Instagram. Can't read messages unless you use the app.

Snapchat is of course app only.

That was true for a while but they added this feature some time ago.

https://www.instagram.com/direct/inbox/

I tried to use imgur on mobile to upload a random image today but couldn't[FireFox]

Using FF on my desktop worked fine.

That is the ultimate end of every free image hosting service.
Being able to work on Firefox but not their own app?
I think they're referring to the Imgur mobile website, which no longer allows uploads, requiring you to download the Imgur app.
Quora
> Just look at how many websites pester you to download their mobile app or even block content unless you access from the app.

Users should respond by creating an open source replacement for the official app. Surely there's a way to fool the server into thinking it's talking to the official app.

The problem here is that these companies can abuse the DMCA to get the app outlawed and pulled from the major app stores. In fact, Apple already doesn't allow you to publish any app that interacts with any reasonably big third-party service or device without the explicit approval of the service (that's how alternative YouTube clients disappeared on iOS), even for devices such as smart light bulbs that are explicitly designed to be controlled via the local network without any authentication: https://community.lifx.com/t/app-store-rejection-permission-...
Apple devices aren't free computer systems. Apple owns the devices, not the users. They gave up their freedom when they bought a computer that doesn't give them the keys to the system. They have little choice other than to accept whatever conditions the big corporations impose on them.

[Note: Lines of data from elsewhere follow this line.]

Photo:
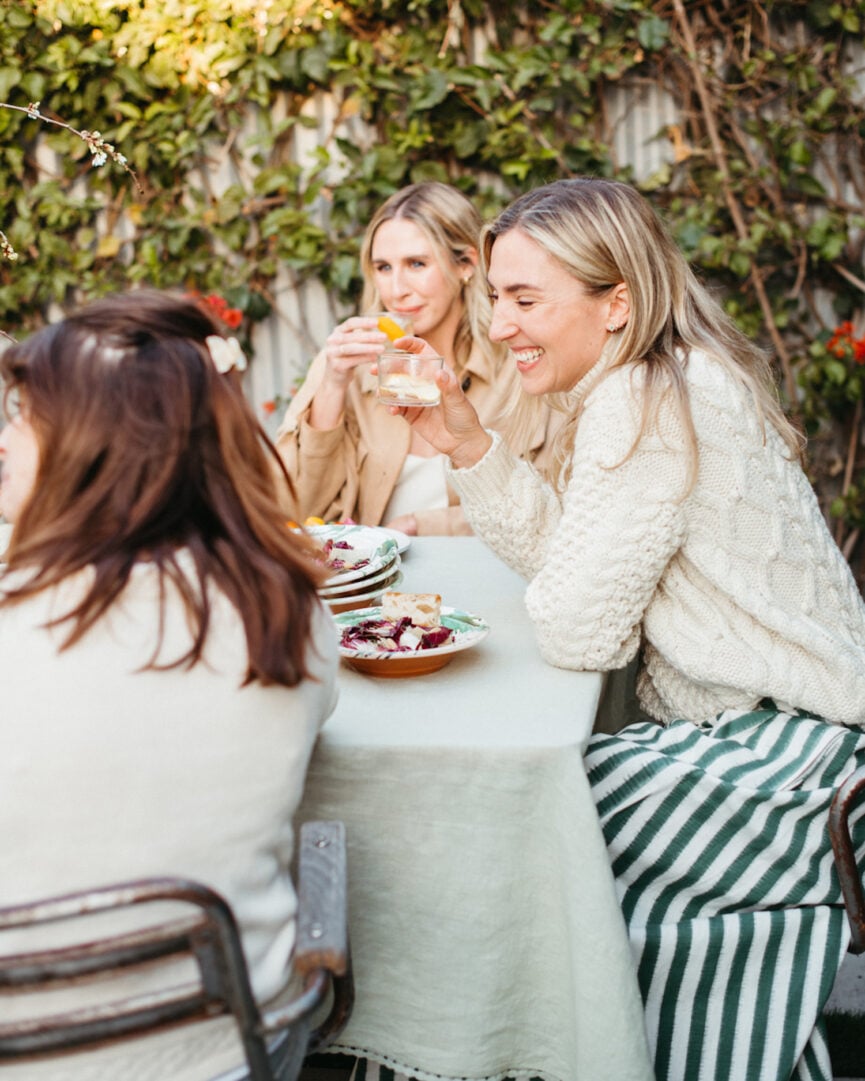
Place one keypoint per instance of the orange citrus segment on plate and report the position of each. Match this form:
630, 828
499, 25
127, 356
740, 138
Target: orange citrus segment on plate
390, 327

Thankfully, iOS does not represent all systems out there. Android systems allow installation of apps from any source and PCs traditionally have no limitations on which programs can be executed by the user. Better alternatives to these abusive "official" apps should be a selling point for these free systems. A perfect example of adversarial interoperability:

https://www.eff.org/deeplinks/2019/06/adversarial-interopera...

Crypto is too good, unless you have a jail broken phone
Android + Magisk + AdAway
I use BlockAda, It functions like a VPN which can be annoying if you use a VPN a lot but otherwise it is a simple on off switch for people who aren't very savvy with their phones.
It's Blokada. It's Polish for "blockade".
Or use Firefox Preview and uBlock Origin.
Yeah but that doesn’t block in-app ads
Honest question, but which apps are both required (don't work in-browser) and don't serve ads from their own network (Youtube, Facebook)?
Add DNS66 from the fdroid store and you are set
I mean, won't there always be alternatives to this bullshit?